What is Leqembi and its side effects?

Leqembi is not a cure for Alzheimer’s. It is a treatment that slows down the cognitive decline for early-stage patients with the disease. The drug may extend how much longer a patient will have their memory.

In 2019, Eisai, a Japanese pharmaceutical company, conducted a large clinical trial of 1,795 early-stage Alzheimer’s patients. The data revealed that the drug may delay the progression by 27% over an 18-month period. 

“It’s a first step for hopefully more therapeutics in the future,” said Dr. Ronald Petersen, a neurologist, via email. 

This is the first approved drug that will slow down Alzeheimer’s progression, however it has several side effects. 

A patient using Leqembi may experience mild to moderate swelling or bleeding in the brain. This can either heal on its own or become life-threatening. The FDA is requiring a “black-box” warning on Leqembi’s label, saying “serious and life-threatening events,” may occur.

Medical professionals warn high-risk patients to be cautious when weighing the decision to undergo this treatment. This includes those who are on blood thinners, those who have experienced more than four bleeds in the brain, and those with APOE4, a gene mutation linked to Alzheimer’s. 

Another large clinical trial showed that about 13 percent of patients using Leqembi resulted in mild to moderate cases of brain swelling, while less than 2 percent of patients taking the placebo experienced swelling. However, the majority of these cases of swelling were resolved in a few months. 

The study also found that 17 percent of patients using Leqembi encountered brain bleeding, versus 9 percent of patients using the placebo.

How does Leqembi treatment work?

Leqembi, which is injected into the bloodstream every two weeks, will be for early-stage Alzheimer’s patients and those with symptoms of the disease. Approximately 5 million people in the U.S. with Alzheimer’s will not be eligible for the treatment because their memory and cognitive abilities are too far gone. 

According to Pam Belluck, a health and science journalist of the New York Times, the FDA requires that doctors test their patients for amyloid, a sign of Alzheimer’s. The patient must have “a buildup in the brain of the protein amyloid, which Leqembi attacks. Amyloid levels can be assessed with PET scans, spinal taps or newly available blood tests.”
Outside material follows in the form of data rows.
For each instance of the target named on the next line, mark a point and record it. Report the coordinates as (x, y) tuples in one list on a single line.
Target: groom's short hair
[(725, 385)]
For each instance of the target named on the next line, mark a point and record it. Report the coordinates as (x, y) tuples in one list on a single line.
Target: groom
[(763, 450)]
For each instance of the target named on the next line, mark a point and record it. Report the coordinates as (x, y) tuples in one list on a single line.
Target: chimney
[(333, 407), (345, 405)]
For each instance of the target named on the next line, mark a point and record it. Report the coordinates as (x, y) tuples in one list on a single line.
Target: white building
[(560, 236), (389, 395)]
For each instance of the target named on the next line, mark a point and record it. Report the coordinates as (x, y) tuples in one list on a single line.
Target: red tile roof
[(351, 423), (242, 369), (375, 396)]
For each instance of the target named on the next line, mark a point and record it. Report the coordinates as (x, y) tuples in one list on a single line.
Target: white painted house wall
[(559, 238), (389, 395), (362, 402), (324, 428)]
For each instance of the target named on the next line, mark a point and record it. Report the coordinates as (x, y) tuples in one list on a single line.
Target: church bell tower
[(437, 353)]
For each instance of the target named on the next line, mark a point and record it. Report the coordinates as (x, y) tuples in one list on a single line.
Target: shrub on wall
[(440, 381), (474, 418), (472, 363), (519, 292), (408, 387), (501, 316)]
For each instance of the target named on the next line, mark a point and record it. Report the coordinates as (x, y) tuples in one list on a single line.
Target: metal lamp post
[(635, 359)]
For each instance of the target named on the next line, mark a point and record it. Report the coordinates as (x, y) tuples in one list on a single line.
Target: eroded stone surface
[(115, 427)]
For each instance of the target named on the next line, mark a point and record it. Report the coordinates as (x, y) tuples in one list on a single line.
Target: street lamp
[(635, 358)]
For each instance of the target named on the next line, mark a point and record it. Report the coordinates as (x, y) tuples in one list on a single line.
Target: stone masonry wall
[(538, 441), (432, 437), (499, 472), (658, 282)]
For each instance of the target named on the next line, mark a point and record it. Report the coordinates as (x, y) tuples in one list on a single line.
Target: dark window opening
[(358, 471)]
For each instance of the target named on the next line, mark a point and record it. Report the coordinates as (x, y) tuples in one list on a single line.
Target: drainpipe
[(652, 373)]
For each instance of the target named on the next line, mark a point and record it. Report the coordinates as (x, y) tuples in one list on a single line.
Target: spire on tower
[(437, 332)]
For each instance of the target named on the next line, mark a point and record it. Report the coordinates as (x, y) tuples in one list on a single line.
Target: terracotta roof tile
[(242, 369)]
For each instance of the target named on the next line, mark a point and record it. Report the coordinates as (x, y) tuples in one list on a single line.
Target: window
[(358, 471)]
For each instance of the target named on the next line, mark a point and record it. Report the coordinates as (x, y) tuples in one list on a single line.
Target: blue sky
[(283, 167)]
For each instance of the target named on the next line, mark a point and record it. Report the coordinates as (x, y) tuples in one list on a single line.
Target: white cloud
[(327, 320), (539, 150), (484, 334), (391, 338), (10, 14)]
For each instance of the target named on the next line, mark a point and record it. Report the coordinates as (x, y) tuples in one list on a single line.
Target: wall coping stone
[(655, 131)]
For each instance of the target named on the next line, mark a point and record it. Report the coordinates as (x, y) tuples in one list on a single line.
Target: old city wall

How much do patients have to pay for Leqembi?

In addition to this medical breakthrough, Medicare agreed to cover 80 percent of the $26,500 annual cost of Leqembi. Patients would pay the remainder cost of $6,600, which still may be too expensive for many. Private insurance policies might pay a small portion or all of the co-payment that many Medicare patients have. 

Alzheimer’s experts said that those receiving Leqembi could cost up to $90,000 a year. Patients would be financially responsible for paying up to $18,000 per year after the 80 percent coverage.

Photo Source: MedicareFAQ
Photo Source: MedicareFAQ

If you or someone you know is experiencing mild symptoms of Alzheimer’s, medical experts urge potential patients to contact a specialist as there are so many factors to consider.